During one such slow period in his business, Arroyo took a part-time job at a local greenhouse and discovered he enjoyed working with plants.

That, in turn, sparked interest in learning more about the Earth and ecosystems, and provoked speculation about potentially turning his newfound interests into a new career.

And two years ago, that desire drew him back to Waubonsee.

After taking a number of science courses, investigating various potential career options, and speaking with science instructors and academic advisors at Waubonsee, Arroyo said he ultimately has been drawn to geology.

“There are a lot of things that are interesting to me about the Earth and how it works,” he said. “It’s such a broad field.”

Plus, he said, the abundance of career options, from work in the petroleum industry to environmental geology, certainly enhances the attraction to the field.

To advance his knowledge and demonstrate his potential, Arroyo participated in the 2014 Illinois Skyway Collegiate Conference STEM Poster Competition, submitting research materials on the hydrogeology of the wetlands bordering Blackberry Creek near Waubonsee’s Sugar Grove Campus.

While he described much of the work as “tedious,” Arroyo said the project stands as the highlight of his time at Waubonsee, to date.

“It was a lot of how science really works, you know?” he said. “I’d be out there, collecting water samples, measuring the creek, the water table, looking at topographic maps, observing how the wetlands influenced the environment all around them.
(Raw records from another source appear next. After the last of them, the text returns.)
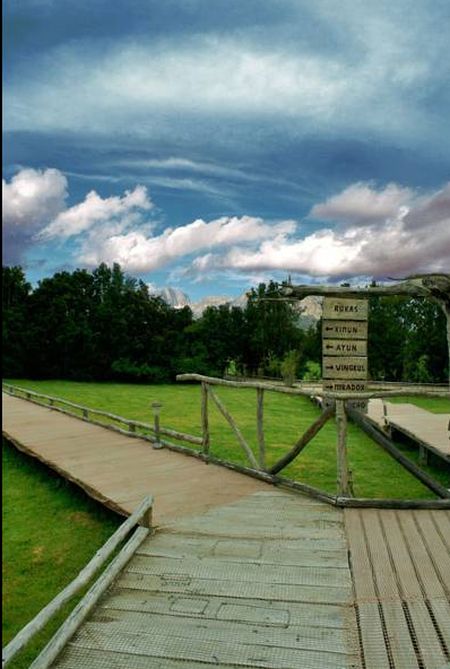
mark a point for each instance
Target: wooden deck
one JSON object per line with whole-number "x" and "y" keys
{"x": 400, "y": 564}
{"x": 243, "y": 574}
{"x": 429, "y": 430}
{"x": 262, "y": 582}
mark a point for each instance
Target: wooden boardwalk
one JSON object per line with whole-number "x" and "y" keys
{"x": 401, "y": 573}
{"x": 262, "y": 582}
{"x": 120, "y": 471}
{"x": 429, "y": 430}
{"x": 242, "y": 574}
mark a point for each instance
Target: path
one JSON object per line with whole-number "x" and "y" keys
{"x": 262, "y": 582}
{"x": 246, "y": 575}
{"x": 120, "y": 471}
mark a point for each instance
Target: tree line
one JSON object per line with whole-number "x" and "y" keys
{"x": 105, "y": 325}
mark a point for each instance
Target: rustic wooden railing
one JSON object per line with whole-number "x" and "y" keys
{"x": 257, "y": 467}
{"x": 141, "y": 516}
{"x": 134, "y": 428}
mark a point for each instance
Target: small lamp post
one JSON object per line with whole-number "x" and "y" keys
{"x": 156, "y": 406}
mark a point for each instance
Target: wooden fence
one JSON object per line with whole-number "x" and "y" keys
{"x": 141, "y": 516}
{"x": 340, "y": 411}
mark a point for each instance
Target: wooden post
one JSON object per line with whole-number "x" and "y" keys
{"x": 342, "y": 463}
{"x": 205, "y": 423}
{"x": 147, "y": 518}
{"x": 423, "y": 455}
{"x": 260, "y": 426}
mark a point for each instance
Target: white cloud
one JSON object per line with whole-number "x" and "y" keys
{"x": 33, "y": 197}
{"x": 361, "y": 203}
{"x": 137, "y": 252}
{"x": 364, "y": 245}
{"x": 30, "y": 200}
{"x": 94, "y": 210}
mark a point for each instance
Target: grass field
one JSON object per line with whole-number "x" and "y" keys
{"x": 375, "y": 474}
{"x": 50, "y": 531}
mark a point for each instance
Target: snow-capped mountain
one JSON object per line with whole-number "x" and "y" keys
{"x": 174, "y": 297}
{"x": 309, "y": 309}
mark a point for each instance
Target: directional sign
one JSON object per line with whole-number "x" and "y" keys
{"x": 341, "y": 308}
{"x": 359, "y": 405}
{"x": 345, "y": 347}
{"x": 344, "y": 368}
{"x": 344, "y": 329}
{"x": 345, "y": 386}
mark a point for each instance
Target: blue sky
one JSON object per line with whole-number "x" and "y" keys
{"x": 213, "y": 144}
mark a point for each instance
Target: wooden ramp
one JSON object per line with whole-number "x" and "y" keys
{"x": 240, "y": 574}
{"x": 429, "y": 430}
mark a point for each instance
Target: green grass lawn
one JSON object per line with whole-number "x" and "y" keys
{"x": 434, "y": 404}
{"x": 375, "y": 473}
{"x": 50, "y": 531}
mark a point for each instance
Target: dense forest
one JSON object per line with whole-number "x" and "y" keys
{"x": 104, "y": 325}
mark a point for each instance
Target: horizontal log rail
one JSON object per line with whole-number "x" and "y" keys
{"x": 141, "y": 516}
{"x": 403, "y": 391}
{"x": 86, "y": 413}
{"x": 258, "y": 467}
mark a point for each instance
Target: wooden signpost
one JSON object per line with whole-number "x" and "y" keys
{"x": 344, "y": 346}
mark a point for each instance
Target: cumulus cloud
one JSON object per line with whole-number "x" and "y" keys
{"x": 388, "y": 232}
{"x": 95, "y": 209}
{"x": 368, "y": 231}
{"x": 360, "y": 203}
{"x": 30, "y": 200}
{"x": 138, "y": 252}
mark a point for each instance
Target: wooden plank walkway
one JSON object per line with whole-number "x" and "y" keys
{"x": 117, "y": 470}
{"x": 262, "y": 582}
{"x": 429, "y": 430}
{"x": 246, "y": 575}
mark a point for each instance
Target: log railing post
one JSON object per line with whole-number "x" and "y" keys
{"x": 260, "y": 426}
{"x": 342, "y": 460}
{"x": 205, "y": 421}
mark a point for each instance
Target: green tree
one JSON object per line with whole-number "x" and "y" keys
{"x": 15, "y": 326}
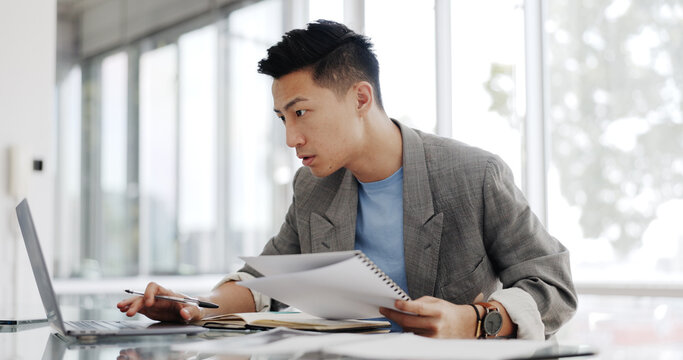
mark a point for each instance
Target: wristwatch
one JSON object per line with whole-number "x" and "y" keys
{"x": 491, "y": 322}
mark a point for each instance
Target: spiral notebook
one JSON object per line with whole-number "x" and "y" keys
{"x": 334, "y": 285}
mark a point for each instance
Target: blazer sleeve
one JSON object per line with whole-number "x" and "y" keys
{"x": 521, "y": 250}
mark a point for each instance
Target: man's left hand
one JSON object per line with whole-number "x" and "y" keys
{"x": 434, "y": 317}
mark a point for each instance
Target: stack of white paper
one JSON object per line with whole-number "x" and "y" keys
{"x": 376, "y": 346}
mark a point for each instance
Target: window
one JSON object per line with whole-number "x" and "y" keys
{"x": 158, "y": 165}
{"x": 616, "y": 119}
{"x": 197, "y": 150}
{"x": 116, "y": 249}
{"x": 488, "y": 77}
{"x": 182, "y": 166}
{"x": 406, "y": 56}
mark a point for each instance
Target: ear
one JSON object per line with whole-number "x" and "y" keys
{"x": 364, "y": 97}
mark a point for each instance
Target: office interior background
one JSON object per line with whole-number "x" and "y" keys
{"x": 146, "y": 144}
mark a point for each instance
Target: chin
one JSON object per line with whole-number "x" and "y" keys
{"x": 321, "y": 173}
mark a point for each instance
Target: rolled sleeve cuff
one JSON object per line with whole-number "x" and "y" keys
{"x": 261, "y": 301}
{"x": 523, "y": 311}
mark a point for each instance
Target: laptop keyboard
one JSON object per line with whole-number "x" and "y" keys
{"x": 97, "y": 325}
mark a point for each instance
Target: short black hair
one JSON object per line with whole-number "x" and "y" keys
{"x": 337, "y": 56}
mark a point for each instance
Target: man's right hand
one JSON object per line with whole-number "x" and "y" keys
{"x": 159, "y": 309}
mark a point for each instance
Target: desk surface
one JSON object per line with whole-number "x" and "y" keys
{"x": 41, "y": 342}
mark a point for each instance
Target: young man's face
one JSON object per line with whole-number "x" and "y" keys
{"x": 324, "y": 129}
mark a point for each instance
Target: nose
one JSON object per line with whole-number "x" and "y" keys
{"x": 294, "y": 137}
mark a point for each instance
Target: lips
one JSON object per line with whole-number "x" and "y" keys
{"x": 306, "y": 160}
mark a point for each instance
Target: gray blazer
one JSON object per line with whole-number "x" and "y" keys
{"x": 467, "y": 228}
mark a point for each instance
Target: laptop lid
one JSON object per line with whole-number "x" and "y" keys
{"x": 49, "y": 298}
{"x": 35, "y": 256}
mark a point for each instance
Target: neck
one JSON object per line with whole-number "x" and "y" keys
{"x": 381, "y": 151}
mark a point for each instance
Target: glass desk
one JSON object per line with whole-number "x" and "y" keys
{"x": 38, "y": 341}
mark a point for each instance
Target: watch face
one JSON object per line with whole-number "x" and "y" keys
{"x": 493, "y": 321}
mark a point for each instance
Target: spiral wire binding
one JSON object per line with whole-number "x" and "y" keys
{"x": 384, "y": 277}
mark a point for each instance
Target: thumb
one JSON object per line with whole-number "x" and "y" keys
{"x": 190, "y": 313}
It really opened my eyes to a lot of new things.”

Arroyo’s submission placed third in the Physics/Earth Science/Mathematics/Computers category at the contest, judged April 25.

Now about one semester from graduating with an associate degree, Arroyo plans to transfer to Northern Illinois University to pursue a bachelor’s degree, and then, perhaps, yet more advanced degrees.

“I like learning all the time,” he said. “I want to continue with my education as far as I can.”

Arroyo, who is married, also plans to continue operating his business for as long as he can, hoping it can continue to pay the bills until he can land his first paying job in geology.

Arroyo said his road to this point has not always been easy, but it has been made possible by Waubonsee’s affordable tuition, the aid of his instructors and counselors, the encouragement and support of his wife, and his own developed time management skills and strategies.

“There are times where it’s tough, I’m not going to lie,” said Arroyo. “But at Waubonsee, it’s a great place to start, to learn about yourself, what you enjoy doing – and what you can do with that.”